Decrypting the response

encrypted_credentials is encrypted with HKDF-SHA256 + AES-256-GCM using your secret_key.

Wire format

After base64-decoding:
version(1 byte) | salt(32 bytes) | nonce(12 bytes) | ciphertext+tag(plaintext_len + 16 bytes)
  • version — Always 0x01. Reject any other value.
  • salt — Random 32-byte HKDF salt.
  • nonce — Random 12-byte AES-GCM nonce.
  • ciphertext+tag — AES-256-GCM encrypted payload with the 16-byte authentication tag appended.
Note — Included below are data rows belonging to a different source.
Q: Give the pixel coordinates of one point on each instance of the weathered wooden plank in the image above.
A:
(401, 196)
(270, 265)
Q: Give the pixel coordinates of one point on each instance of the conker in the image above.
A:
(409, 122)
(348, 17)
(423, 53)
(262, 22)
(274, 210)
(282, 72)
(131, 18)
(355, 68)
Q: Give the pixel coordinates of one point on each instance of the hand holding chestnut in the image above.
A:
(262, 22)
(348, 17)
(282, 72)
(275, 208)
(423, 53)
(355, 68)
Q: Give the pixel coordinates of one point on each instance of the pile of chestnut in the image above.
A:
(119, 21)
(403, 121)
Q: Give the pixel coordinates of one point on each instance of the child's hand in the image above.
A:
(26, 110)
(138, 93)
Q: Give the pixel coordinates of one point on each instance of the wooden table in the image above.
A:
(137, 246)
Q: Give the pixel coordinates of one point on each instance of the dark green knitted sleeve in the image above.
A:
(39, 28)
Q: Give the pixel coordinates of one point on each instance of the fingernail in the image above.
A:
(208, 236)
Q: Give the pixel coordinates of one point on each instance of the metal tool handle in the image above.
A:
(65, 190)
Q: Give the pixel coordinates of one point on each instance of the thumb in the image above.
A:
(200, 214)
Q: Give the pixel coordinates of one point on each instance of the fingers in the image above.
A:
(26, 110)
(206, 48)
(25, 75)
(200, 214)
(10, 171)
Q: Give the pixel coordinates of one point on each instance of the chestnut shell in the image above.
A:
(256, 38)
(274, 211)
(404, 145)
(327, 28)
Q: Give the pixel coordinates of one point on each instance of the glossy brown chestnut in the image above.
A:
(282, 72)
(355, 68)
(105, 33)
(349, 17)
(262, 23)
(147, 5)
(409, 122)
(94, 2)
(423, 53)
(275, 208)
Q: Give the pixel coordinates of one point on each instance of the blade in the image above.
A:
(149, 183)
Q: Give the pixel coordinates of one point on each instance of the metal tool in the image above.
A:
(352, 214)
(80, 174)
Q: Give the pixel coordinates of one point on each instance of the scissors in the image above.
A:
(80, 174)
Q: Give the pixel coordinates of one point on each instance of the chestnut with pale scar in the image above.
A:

Pass the entire value to your GCM decrypt function.
HKDF-SHA256 key derivation parameters:
ParameterValue
ikmsecret_key.encode() — raw bytes of your secret key string
salt32-byte salt from the wire format
infoapi-key-rotation
length32
After decryption, the plaintext is a JSON object:
{
  "access_key": "...",
  "secret_key": "...",
  "passphrase": "...",
  "service_account_id": "..."
}

Decryption example

import base64
import json

from cryptography.hazmat.primitives.ciphers.aead import AESGCM
from cryptography.hazmat.primitives.hashes import SHA256
from cryptography.hazmat.primitives.kdf.hkdf import HKDF

HKDF_INFO          = b"api-key-rotation"
VERSION_LEN        = 1
SALT_LEN           = 32
NONCE_LEN          = 12
SUPPORTED_VERSIONS = {1}


def parse_wire(encrypted_b64: str) -> tuple[bytes, bytes, bytes]:
    raw     = base64.b64decode(encrypted_b64 + "==")  # pad-tolerant
    version = raw[0]
    if version not in SUPPORTED_VERSIONS:
        raise ValueError(f"unsupported wire version: {version}")
    salt       = raw[VERSION_LEN:VERSION_LEN + SALT_LEN]
    nonce      = raw[VERSION_LEN + SALT_LEN:VERSION_LEN + SALT_LEN + NONCE_LEN]
    ciphertext = raw[VERSION_LEN + SALT_LEN + NONCE_LEN:]
    return salt, nonce, ciphertext


def decrypt(secret_key: str, encrypted_b64: str) -> dict:
    salt, nonce, ciphertext = parse_wire(encrypted_b64)
    ikm     = secret_key.encode()
    aes_key = HKDF(algorithm=SHA256(), length=32, salt=salt, info=HKDF_INFO).derive(ikm)
    plaintext = AESGCM(aes_key).decrypt(nonce, ciphertext, None)
    return json.loads(plaintext)


creds = decrypt(
    secret_key=SECRET_KEY,
    encrypted_b64=response["encrypted_credentials"],
)
# Store creds["access_key"], creds["secret_key"], and creds["passphrase"]

Monitoring approval

Use the activity_id from the response to track approval status via Get Activity or List Activities.

Error cases

HTTPMessageCause
400duration must be within allowable timespanduration_seconds exceeds the 30-day maximum.
400Input duration exceeds current api key expiryduration_seconds would keep the old key active past its expiry date.
400API key is already rotated.A rotation is already pending approval. Reject the existing activity via the Prime UI before initiating a new one.
500Sorry, something went wrong.Unrecoverable error. If your key has expired, create a new key manually through the Prime UI.